DHS can provide state and local election agencies with cyber hygiene scans, as well as vulnerability and risk assessments. Ozment stated that states have been using these services as they prepare to host the election in November. They agency will send weekly reports to the governments, notifying them of vulnerability areas and providing information on how to fix such issues.
“They have indeed been popular! And the 33 states are just asking about election-related systems, usually voter registration systems. Many states and localities take advantage of cyber hygiene for other systems that they own, unrelated to elections,” Ozment wrote during Federal News Radio’s “Ask the CIO” web chat. “Our cyber hygiene scans are vulnerability scans that are not credentialed. So we do not have login credentials to the systems – we just look at them from the outside.”

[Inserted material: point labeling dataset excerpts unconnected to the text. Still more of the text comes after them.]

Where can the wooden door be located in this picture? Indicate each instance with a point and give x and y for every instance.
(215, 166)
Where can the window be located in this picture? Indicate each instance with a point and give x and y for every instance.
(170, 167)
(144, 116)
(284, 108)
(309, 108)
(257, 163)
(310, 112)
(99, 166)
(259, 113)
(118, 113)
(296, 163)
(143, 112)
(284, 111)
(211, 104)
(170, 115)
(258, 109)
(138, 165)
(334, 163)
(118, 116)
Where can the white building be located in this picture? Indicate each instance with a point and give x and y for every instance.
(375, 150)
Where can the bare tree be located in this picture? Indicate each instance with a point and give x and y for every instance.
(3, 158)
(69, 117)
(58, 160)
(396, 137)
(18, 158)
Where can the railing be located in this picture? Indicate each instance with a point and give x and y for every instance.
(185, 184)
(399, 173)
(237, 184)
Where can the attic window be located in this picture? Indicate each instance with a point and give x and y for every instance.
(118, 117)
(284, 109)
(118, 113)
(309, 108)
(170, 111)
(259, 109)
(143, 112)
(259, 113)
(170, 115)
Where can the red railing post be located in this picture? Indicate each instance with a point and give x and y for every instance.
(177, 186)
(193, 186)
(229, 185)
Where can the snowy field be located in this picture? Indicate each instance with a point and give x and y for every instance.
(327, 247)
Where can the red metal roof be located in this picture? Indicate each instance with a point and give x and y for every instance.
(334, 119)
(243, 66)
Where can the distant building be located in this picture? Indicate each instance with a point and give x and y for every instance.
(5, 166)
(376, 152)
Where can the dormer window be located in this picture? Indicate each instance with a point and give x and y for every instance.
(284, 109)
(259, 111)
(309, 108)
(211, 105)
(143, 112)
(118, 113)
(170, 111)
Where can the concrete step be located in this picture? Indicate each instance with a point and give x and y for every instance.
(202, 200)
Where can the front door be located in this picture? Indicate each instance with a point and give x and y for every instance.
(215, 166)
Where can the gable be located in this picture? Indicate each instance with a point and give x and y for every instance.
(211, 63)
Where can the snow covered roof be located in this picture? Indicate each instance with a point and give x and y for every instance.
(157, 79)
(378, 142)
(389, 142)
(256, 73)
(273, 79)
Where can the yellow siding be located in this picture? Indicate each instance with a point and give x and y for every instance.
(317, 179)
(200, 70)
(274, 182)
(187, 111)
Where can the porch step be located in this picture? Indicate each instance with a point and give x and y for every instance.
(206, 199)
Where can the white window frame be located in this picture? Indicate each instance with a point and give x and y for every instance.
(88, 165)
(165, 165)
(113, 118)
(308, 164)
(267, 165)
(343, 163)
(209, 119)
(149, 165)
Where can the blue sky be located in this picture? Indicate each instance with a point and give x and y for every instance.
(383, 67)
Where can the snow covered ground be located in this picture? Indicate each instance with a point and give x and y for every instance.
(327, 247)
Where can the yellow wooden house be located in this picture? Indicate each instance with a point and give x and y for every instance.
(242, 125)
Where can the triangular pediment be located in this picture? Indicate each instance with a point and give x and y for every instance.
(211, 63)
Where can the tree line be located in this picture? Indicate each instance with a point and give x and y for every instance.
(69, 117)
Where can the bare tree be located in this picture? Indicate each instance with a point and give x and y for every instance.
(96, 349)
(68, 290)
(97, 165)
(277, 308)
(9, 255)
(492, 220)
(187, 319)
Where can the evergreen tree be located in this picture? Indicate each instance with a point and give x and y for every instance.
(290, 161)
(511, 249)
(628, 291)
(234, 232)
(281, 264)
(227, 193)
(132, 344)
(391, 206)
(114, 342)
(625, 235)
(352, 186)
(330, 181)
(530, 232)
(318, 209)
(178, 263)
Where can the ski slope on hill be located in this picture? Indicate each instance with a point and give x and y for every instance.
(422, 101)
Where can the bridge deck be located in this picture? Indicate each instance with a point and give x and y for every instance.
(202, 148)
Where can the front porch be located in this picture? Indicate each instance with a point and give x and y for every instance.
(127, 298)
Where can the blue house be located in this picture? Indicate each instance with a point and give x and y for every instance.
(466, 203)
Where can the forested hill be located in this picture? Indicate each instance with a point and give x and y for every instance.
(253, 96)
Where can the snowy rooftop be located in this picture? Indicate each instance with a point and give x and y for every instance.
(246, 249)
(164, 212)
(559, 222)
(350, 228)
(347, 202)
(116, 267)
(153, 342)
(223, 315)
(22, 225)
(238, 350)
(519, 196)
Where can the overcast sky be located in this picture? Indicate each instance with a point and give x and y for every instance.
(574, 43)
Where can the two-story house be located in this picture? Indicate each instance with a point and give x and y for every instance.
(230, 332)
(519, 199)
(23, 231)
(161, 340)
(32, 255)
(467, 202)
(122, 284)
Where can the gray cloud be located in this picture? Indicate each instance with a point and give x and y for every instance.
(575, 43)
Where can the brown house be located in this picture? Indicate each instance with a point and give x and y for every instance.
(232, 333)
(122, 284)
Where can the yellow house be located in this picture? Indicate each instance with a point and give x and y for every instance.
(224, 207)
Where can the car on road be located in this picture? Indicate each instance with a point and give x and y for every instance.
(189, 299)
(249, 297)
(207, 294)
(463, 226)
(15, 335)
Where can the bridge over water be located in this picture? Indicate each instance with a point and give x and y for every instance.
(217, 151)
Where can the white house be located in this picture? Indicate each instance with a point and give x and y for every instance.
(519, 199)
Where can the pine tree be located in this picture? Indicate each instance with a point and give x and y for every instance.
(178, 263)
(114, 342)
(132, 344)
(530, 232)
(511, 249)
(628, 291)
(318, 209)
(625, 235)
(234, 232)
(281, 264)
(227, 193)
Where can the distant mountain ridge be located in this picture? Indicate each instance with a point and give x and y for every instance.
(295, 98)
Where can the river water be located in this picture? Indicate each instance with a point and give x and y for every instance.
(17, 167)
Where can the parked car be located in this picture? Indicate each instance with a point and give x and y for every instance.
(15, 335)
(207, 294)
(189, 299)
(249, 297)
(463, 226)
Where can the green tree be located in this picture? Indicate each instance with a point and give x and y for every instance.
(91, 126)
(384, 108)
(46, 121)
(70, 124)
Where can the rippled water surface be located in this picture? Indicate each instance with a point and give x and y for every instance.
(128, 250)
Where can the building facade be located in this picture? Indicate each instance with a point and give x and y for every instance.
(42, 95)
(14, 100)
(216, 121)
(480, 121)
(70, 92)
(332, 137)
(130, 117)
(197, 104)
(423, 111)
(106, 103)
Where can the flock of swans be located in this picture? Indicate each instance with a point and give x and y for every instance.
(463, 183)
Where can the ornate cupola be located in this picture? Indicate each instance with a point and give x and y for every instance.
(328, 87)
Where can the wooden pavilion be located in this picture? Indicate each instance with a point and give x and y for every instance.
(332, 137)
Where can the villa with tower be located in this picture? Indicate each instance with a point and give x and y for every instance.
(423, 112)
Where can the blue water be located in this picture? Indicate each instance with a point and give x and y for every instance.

In addition to offering election agencies cyber hygiene services, DHS also provides free online cybersecurity training and workforce development programs to Federal, state, local, and tribal government employees, as well veterans.
Ozment also called on Congress to fund the President’s budget, which includes 24 incident response teams, 24 penetration testing teams, all of the Continuous Diagnostics and Mitigation (CDM) program’s phase 3 and a “good start” on CDM phase 4. He also stated that Congress needed to create and fund the $3.1 billion Information Technology Modernization Fund.
“As agencies deploy CDM, we will have a much better understanding of their security posture. In fact, they will have a much better understanding of their own security posture. So agencies who connect to other agencies will better understand the risks that they are taking,” Ozment wrote. “We are asking agencies to implement better network segmentation, so that even if they connect to each other, there are stronger security controls in place at the connection. CDM phase 4 will help with that, as it includes network segmentation capabilities.”